Он напомнил, что первые контакты физиков с правительственными ведомствами США весной 1939 года оказались обескураживающими. Вашингтонские деятели, пораженные бюрократическим склерозом, нашли фантастической саму идею использования энергии не видимого глазу атома в военных целях. Да, за просителями тогда не было Черчилля. ФДР сначала слушал Сакса невнимательно и недоверчиво. Посетитель заметил, что приехал в Вашингтон за свой счет и не может отнести расходы по поездке на счет правительства. Поэтому пусть президент будет внимательнее.

Рузвельт выслушал научные доводы, подкрепленные вручением письма Эйнштейна на его имя. Сакс рассказал и о работе гитлеровских физиков. Президент понял.

– Алекс, ты не хочешь, чтобы нацисты взорвали нас?

– Именно этого, – подтвердил Сакс.

– Тогда нужно действовать.

Рузвельт тут же вызвал доверенного адъютанта Уотсона и поручил ему связать Сакса с нужными людьми в правительственных ведомствах. Был создан Совещательный комитет по урану, начавший предварительные исследования возможности создания атомного оружия. О чем ФДР уведомил Черчилля. Скептики, а их было немало, протестовали – президент заставляет заниматься чепухой. На это неизменно следовало твердое возражение Уотсона: «Так хочет Хозяин, работайте!»

Закладывалось начало «Манхэттенскому проекту» – созданию атомного оружия. ФДР определенно рисковал, истратив на свой страх 2 млрд. долл.: было трудно предсказать конечные итоги работы.

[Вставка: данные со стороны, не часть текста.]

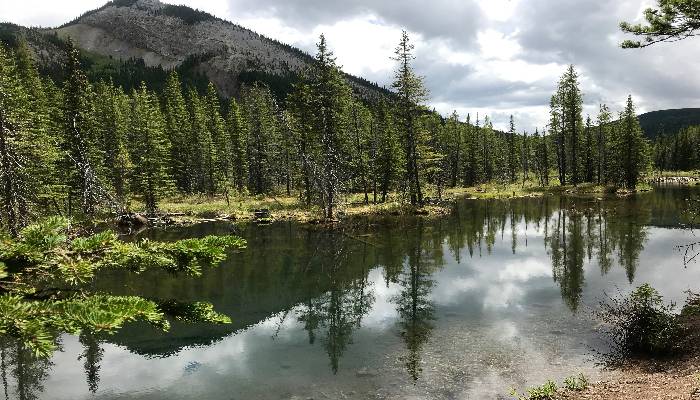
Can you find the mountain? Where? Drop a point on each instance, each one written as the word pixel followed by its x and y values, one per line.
pixel 156 35
pixel 668 121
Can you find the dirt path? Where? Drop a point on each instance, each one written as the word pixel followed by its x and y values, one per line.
pixel 677 379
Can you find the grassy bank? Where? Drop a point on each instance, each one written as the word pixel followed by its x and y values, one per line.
pixel 197 208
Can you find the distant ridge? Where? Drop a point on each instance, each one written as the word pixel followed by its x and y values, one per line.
pixel 655 123
pixel 166 36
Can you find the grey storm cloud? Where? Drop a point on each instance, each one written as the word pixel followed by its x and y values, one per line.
pixel 457 21
pixel 583 33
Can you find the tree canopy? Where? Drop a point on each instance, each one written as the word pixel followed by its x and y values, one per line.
pixel 671 21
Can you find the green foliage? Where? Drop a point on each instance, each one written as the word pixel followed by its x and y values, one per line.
pixel 692 305
pixel 640 324
pixel 44 271
pixel 576 383
pixel 545 392
pixel 671 21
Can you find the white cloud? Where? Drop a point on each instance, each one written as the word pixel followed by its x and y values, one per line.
pixel 494 57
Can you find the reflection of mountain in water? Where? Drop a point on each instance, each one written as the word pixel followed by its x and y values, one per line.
pixel 320 278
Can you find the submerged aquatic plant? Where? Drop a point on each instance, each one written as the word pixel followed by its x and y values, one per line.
pixel 45 269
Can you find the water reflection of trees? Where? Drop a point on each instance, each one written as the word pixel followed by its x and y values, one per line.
pixel 22 374
pixel 416 311
pixel 576 231
pixel 340 310
pixel 325 275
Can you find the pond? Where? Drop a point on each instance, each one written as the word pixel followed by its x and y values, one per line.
pixel 498 294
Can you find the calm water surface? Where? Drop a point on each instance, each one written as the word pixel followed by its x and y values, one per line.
pixel 497 295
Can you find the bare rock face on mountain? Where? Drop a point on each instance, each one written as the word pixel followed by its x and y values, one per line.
pixel 168 35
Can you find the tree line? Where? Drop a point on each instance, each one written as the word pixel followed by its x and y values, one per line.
pixel 679 151
pixel 82 147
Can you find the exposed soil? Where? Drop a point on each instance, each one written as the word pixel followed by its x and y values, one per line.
pixel 673 379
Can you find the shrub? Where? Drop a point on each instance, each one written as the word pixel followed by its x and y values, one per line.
pixel 576 383
pixel 544 392
pixel 640 324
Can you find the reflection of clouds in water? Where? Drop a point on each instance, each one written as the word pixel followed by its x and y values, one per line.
pixel 502 306
pixel 383 313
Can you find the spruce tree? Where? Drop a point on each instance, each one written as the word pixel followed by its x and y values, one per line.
pixel 260 113
pixel 389 161
pixel 79 144
pixel 112 113
pixel 331 96
pixel 16 117
pixel 411 93
pixel 512 154
pixel 602 140
pixel 589 155
pixel 238 138
pixel 151 149
pixel 634 146
pixel 220 150
pixel 178 133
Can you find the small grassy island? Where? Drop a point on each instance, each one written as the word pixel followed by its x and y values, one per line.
pixel 452 252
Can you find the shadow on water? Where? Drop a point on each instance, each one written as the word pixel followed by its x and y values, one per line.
pixel 318 280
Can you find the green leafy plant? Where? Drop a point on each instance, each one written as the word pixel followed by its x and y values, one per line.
pixel 640 324
pixel 692 305
pixel 44 272
pixel 576 383
pixel 546 391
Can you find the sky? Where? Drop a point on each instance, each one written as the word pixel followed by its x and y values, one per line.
pixel 491 57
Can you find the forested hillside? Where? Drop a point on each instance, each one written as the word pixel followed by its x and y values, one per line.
pixel 75 147
pixel 668 121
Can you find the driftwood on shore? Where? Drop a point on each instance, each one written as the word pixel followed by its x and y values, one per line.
pixel 674 180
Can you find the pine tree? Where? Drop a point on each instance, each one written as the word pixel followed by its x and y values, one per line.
pixel 259 111
pixel 634 146
pixel 602 138
pixel 302 119
pixel 331 97
pixel 151 149
pixel 238 138
pixel 16 117
pixel 512 154
pixel 557 133
pixel 80 150
pixel 473 165
pixel 360 127
pixel 178 133
pixel 589 156
pixel 411 93
pixel 220 150
pixel 112 114
pixel 454 147
pixel 571 102
pixel 389 161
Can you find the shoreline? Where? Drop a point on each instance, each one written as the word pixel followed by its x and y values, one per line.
pixel 194 210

Перспективы овладения сверхоружием были отдаленными, а пока, осенью 1939 года, Ф. Рузвельт выслушивал эмиссаров воюющих сторон, которые то мягко, то настойчиво приглашали президента США взять на себя посредничество в установлении мира. ФДР отказывал всем. Иногда не сразу, но от этого отказ не был менее категоричен. Мультимиллионер У. Дэвис, тесно связанный с гитлеровцами, отправился в середине сентября в Берлин прямо по поручению ФДР. Рузвельт в ходе полуторачасовой беседы с ним сказал, на каких условиях США будут содействовать восстановлению мира в Европе. Хотя то была явная дезинформация, собеседник Дэвиса в Берлине Геринг, наверное, поверил и просил передать Рузвельту немецкие условия. Рузвельт больше не принял Дэвиса, но принял к сведению его информацию, как и то, что из Берлина Дэвис вернулся агентом немецкой разведки С-806. Когда и Кеннеди ранней осенью высказался в пользу мира, Хэлл по указанию Рузвельта счел необходимым разъяснить, как-никак обращался посол: «По поручению президента только для вас и с условием, что вы будете руководствоваться этим, не разглашая никому, передаю: пока сохранится нынешняя обстановка в Европе, наше правительство не видит ни возможности, ни повода для проявления президентом мирной инициативы».

На том стоял Франклин Д. Рузвельт до зимы. А когда на землю упал снег, президент внезапно затосковал по прелестям мира. Огни рождественских елок смягчили его ожесточившееся сердце, думали верующие.